For example, in Newport Beach, CSCDA used bond financing to purchase land (existing multi-unit buildings with affordability deeds that were set to expire) in collaboration with a local nonprofit, the Little Tokyo Service Center Community Development Corporation. CSCDA had a local real estate firm (Waterford Property Company) manage the deal and rehabilitation of the property, now called “Sienna Residences”. Since CSCDA owns the property, there are no property taxes, allowing for additional affordability.
Taking this approach would involve the following steps:
County of Sonoma and the City of Sonoma become Program Participants by completing a JPA.

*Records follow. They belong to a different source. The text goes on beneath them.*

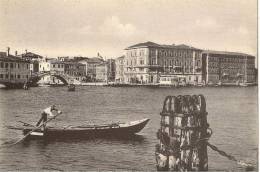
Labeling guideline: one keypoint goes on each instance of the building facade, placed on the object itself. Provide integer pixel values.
(91, 64)
(228, 67)
(146, 62)
(13, 70)
(75, 70)
(119, 74)
(111, 70)
(54, 67)
(34, 61)
(102, 72)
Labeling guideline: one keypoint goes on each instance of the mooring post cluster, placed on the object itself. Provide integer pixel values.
(183, 134)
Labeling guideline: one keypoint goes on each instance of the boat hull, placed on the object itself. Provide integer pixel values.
(89, 132)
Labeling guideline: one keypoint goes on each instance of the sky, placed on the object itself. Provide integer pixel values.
(86, 27)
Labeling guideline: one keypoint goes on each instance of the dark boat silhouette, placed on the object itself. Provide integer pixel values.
(85, 131)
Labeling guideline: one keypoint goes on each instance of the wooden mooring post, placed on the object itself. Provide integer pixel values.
(183, 134)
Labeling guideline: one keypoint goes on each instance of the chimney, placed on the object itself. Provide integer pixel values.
(8, 51)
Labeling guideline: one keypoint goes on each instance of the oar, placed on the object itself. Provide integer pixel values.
(35, 129)
(27, 124)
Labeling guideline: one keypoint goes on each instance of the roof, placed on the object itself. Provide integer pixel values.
(55, 61)
(4, 57)
(152, 44)
(226, 53)
(121, 57)
(145, 44)
(95, 60)
(32, 55)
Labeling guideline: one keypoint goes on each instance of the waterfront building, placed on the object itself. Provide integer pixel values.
(119, 75)
(75, 70)
(111, 70)
(228, 67)
(102, 72)
(91, 64)
(54, 67)
(14, 71)
(146, 62)
(34, 61)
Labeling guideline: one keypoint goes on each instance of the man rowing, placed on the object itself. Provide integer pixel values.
(50, 111)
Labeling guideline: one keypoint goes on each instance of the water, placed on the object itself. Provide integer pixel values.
(232, 115)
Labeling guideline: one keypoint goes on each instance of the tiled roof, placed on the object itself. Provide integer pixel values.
(121, 57)
(32, 55)
(145, 44)
(4, 57)
(95, 60)
(152, 44)
(226, 53)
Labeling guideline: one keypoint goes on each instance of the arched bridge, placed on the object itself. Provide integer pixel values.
(37, 77)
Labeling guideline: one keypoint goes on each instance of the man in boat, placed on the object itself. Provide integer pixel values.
(50, 111)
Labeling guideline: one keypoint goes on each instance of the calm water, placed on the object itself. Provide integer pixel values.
(232, 115)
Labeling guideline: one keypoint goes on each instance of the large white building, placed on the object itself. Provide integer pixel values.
(14, 71)
(148, 62)
(54, 67)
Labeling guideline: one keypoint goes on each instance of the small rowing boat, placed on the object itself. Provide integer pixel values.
(85, 131)
(71, 87)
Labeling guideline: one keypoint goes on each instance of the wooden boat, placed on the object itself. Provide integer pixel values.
(71, 87)
(85, 131)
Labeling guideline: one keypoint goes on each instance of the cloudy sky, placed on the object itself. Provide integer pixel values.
(84, 27)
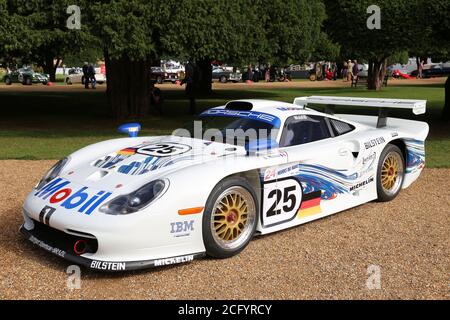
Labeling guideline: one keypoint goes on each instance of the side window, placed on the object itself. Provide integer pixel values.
(340, 127)
(304, 129)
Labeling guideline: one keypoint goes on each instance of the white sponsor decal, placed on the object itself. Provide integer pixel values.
(47, 247)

CSCDA is a statewide issuing authority that derives its powers from city, county, or special district members known as Program Participants. Any city, county or special district is eligible to become a Program Participant by executing the Amended and Restated Joint Exercise of Powers Agreement (the “JPA Agreement”). To become a member of CSCDA, the proposed Program Participant’s governing board must adopt and execute a resolution approving, authorizing, and directing execution of a JPA Agreement and then execute the JPA agreement. (See https://cscda.org/about/).
Identify existing properties with affordability deed restrictions that are expiring.
These properties could be single family homes, multifamily rental units, or inclusionary units. This planning and identification function could be accomplished by a new nonprofit Sonoma Valley Community Development Corporation (see Strategy 1).
Coordinate with CSDCA and an appropriate nonprofit for each property to construct an agreement.
Work with CSCDA and a local affordable housing nonprofit (such as Burbank, Eden, MidPen, SAHA, Habitat for Humanity, Housing Land Trust of the North Bay, etc) to purchase deed-expiring properties (rentals or ownership). CSCDA purchases the land and the nonprofit manages the property. Or, for homeownership properties, CSCDA purchases the land and enters a ground lease agreement such that the only property taxes would be on the purchase of the home and not the land, thus reducing the tax burdens of the nonprofit and the homeowners.